Intrinsic attenuation: removing the stratigraphic effect from attenuation measures
Gary F. Margrave, Sylvestre Charles, Hossein Aghabarati
Estimates of attenuation computed from seismic data are inherently composed of two parts: a local intrinsic effect, and a nonlocal stratigraphic effect. The former is a property of the rock that the wave is transiting through and represents actual loss of wave energy to heat. The latter is a wave interference due to the cumulative effect of short path multiples occurring along the transmission path. It is often desirable to estimate intrinsic attenuation as a reservoir parameter as it may indicate reservoir quality. However, attenuation measurements from seismic data will always consist of both intrinsic and stratigraphic effects so the isolation of the former requires the estimation of the latter.
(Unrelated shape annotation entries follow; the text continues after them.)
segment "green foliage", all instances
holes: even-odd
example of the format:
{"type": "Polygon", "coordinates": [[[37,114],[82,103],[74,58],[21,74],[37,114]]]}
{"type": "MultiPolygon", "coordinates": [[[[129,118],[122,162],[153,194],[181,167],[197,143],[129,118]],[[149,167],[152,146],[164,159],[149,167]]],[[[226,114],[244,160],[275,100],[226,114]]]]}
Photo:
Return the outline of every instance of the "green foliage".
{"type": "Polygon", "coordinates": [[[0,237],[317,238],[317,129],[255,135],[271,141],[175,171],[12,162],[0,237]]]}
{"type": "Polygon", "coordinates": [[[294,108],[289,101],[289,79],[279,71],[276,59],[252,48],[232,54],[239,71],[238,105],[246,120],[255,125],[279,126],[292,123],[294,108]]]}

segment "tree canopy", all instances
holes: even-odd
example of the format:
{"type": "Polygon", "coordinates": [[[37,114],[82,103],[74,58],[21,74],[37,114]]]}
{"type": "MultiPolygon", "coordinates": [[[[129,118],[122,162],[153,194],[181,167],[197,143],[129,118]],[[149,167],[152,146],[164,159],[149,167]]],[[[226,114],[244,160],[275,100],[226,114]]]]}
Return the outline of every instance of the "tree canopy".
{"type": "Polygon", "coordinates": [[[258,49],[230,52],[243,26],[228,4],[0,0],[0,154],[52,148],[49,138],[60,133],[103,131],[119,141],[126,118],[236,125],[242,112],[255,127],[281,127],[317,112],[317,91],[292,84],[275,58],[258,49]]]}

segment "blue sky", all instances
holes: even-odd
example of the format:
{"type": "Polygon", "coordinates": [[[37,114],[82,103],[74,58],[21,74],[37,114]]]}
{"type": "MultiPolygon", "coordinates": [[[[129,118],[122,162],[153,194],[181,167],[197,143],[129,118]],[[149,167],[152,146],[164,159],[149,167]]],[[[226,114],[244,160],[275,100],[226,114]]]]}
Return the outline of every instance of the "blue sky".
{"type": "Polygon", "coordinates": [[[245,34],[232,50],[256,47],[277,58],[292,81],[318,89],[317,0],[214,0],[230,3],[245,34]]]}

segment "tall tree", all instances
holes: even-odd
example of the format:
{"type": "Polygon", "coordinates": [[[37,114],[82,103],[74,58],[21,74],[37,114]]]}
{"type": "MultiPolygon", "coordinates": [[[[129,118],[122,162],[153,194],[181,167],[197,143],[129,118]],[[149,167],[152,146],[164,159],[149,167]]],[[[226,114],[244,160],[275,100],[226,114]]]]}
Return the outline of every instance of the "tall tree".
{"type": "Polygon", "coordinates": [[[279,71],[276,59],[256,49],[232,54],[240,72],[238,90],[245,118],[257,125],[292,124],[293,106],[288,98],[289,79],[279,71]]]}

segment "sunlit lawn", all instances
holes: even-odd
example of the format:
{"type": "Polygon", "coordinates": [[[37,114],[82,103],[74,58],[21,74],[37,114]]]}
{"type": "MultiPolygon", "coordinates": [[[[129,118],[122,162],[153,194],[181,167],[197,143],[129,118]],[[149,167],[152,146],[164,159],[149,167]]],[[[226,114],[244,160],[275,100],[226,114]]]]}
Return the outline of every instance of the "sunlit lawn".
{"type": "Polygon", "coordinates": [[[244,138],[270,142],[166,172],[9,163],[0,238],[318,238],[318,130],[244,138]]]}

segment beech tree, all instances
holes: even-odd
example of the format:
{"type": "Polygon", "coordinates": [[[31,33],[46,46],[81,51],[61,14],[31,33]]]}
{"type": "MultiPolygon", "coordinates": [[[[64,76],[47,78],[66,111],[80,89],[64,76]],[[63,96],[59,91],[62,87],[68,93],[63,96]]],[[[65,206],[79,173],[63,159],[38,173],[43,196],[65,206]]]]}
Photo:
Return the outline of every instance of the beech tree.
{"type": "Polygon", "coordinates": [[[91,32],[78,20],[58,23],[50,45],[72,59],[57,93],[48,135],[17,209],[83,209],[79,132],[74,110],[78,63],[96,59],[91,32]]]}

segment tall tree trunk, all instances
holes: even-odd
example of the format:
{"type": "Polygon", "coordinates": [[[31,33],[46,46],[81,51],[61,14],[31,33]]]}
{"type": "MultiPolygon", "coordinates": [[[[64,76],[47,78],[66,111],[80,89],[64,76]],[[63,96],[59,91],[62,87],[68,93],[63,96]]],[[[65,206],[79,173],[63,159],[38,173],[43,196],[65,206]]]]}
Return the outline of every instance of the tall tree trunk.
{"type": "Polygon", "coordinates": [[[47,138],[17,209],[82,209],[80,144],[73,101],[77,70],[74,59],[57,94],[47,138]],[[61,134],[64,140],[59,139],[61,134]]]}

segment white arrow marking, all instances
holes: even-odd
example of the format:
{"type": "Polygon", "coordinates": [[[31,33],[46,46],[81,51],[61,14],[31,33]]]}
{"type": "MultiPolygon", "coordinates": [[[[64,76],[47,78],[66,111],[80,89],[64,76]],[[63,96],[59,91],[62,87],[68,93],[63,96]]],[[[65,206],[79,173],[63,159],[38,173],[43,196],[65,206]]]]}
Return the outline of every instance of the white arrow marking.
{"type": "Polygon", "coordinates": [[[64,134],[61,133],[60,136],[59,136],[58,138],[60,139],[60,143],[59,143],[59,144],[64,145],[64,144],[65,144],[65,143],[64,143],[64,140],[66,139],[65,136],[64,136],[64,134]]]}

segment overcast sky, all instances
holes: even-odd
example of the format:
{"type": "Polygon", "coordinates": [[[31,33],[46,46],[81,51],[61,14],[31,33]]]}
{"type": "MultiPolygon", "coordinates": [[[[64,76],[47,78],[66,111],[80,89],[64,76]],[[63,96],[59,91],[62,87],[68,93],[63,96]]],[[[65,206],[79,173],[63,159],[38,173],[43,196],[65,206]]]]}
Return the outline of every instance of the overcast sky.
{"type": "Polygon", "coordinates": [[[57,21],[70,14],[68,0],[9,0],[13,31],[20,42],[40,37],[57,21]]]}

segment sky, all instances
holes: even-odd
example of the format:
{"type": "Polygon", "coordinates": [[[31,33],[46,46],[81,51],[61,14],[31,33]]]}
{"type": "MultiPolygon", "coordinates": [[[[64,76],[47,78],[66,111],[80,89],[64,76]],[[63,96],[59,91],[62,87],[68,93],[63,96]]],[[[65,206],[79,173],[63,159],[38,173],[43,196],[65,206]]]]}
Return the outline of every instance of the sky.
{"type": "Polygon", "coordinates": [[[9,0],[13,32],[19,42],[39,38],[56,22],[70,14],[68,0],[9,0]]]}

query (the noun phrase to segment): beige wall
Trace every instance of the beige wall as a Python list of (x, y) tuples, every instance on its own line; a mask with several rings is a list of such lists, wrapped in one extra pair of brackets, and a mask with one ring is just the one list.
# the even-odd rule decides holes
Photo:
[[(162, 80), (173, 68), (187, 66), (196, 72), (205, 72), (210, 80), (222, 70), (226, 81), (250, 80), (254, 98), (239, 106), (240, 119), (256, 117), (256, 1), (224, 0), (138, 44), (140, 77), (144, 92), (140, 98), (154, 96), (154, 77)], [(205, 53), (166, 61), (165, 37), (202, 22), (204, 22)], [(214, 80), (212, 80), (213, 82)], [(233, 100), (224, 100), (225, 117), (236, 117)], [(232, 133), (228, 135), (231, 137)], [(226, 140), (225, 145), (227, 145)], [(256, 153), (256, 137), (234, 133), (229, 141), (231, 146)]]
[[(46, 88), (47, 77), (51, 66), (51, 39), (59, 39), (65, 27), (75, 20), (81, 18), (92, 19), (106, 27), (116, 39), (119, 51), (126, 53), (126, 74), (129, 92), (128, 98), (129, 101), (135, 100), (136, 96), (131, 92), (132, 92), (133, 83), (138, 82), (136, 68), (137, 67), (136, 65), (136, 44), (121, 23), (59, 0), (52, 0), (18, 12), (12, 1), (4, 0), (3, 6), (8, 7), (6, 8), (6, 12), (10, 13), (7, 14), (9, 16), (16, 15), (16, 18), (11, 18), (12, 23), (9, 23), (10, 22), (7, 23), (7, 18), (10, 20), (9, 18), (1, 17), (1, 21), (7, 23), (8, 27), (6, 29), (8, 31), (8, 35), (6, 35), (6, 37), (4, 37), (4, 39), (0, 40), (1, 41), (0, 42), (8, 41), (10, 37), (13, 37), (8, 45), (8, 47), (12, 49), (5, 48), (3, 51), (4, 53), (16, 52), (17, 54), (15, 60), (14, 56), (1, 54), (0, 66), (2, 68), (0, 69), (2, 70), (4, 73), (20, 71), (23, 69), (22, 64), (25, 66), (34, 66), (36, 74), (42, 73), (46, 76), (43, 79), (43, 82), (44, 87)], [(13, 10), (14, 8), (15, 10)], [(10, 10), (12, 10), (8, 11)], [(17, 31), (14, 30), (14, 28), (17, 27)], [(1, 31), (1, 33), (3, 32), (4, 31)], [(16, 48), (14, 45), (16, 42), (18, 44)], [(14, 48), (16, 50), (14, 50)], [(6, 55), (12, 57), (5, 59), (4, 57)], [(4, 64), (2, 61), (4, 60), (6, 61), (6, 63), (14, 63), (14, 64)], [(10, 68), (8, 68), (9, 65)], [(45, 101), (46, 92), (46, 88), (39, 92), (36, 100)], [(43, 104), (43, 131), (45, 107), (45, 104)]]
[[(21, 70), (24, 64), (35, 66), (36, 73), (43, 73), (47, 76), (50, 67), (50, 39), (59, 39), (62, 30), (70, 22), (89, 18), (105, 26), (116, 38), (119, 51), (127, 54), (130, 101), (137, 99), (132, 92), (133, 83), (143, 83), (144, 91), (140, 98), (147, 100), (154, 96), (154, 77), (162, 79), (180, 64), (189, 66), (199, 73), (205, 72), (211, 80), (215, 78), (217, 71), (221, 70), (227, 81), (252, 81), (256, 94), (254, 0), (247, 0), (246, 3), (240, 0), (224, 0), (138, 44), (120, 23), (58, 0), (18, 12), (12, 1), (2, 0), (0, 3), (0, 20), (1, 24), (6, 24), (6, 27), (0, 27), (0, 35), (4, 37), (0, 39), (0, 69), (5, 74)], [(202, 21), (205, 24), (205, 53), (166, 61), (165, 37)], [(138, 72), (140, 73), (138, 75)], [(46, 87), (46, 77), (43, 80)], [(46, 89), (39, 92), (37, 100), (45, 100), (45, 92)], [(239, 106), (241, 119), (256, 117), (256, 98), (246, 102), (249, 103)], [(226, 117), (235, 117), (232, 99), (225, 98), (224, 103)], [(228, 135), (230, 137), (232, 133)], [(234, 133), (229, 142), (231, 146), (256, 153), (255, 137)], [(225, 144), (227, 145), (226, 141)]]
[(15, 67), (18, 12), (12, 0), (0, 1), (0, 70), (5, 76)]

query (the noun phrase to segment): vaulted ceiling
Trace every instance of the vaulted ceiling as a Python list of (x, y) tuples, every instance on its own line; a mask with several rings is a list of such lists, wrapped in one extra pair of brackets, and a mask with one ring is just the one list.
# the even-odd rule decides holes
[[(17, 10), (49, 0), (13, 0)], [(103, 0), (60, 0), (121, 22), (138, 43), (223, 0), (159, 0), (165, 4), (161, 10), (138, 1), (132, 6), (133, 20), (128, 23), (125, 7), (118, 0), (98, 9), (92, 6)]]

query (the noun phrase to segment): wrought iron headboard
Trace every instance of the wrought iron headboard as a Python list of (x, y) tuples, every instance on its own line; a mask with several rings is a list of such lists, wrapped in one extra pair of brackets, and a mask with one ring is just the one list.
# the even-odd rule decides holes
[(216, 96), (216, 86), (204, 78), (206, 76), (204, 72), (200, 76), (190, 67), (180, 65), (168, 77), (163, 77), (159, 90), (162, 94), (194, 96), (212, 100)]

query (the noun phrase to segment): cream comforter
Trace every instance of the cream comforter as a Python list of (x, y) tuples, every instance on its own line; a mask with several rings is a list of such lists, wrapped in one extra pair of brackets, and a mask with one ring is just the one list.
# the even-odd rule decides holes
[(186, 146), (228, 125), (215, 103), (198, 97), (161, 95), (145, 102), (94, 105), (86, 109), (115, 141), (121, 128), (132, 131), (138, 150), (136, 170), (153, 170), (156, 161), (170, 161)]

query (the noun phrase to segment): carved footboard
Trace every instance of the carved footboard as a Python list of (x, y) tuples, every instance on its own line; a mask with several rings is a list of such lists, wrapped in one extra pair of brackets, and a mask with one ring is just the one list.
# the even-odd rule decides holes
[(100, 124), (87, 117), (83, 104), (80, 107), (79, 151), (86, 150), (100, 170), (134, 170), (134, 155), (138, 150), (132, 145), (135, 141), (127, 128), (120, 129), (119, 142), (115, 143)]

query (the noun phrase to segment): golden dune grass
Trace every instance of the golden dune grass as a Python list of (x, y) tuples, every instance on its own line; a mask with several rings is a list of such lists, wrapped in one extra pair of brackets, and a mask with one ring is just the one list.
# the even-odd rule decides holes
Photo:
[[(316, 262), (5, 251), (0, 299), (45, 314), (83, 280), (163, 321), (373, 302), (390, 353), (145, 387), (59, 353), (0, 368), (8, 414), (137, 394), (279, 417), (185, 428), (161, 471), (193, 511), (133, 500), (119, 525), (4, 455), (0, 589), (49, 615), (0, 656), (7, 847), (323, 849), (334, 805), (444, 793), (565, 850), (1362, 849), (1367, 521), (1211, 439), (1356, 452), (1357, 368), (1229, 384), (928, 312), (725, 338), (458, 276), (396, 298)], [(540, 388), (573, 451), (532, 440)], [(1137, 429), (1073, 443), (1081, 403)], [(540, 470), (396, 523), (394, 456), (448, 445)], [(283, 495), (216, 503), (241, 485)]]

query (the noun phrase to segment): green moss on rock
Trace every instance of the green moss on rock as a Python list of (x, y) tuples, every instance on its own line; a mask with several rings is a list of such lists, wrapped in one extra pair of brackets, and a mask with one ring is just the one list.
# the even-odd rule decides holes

We investigate the possibility of using a visco-acoustic 1D synthetic VSP driven by finely sampled well information to estimate the stratigraphic attenuation. We then use these estimates to isolate the intrinsic attenuation from a zero offset VSP. We show that well-log sampling of 0.3048m in depth is sufficient to estimate the stratigraphic effect; however, the unavoidable occurrence of an unlogged overburden means that the magnitude of the estimate will always be too small. The estimates of total attenuation on a real VSP are made on the separated downgoing wavefield. Intrinsic attenuation then follows by subtracting the stratigraphic component, estimated from the synthetic VSP, from the measured total attenuation. Our estimates of intrinsic attenuation fail to show the theoretically expected monotonically increasing behaviour. Among the possible reasons for this are the imperfect nature of VSP wavefield separation, problems with receiver and sonic coupling in the borehole, the aforementioned unlogged overburden, and mode-converted scattered waves that are not included in the visco-acoustic approximation. These are topics for future research.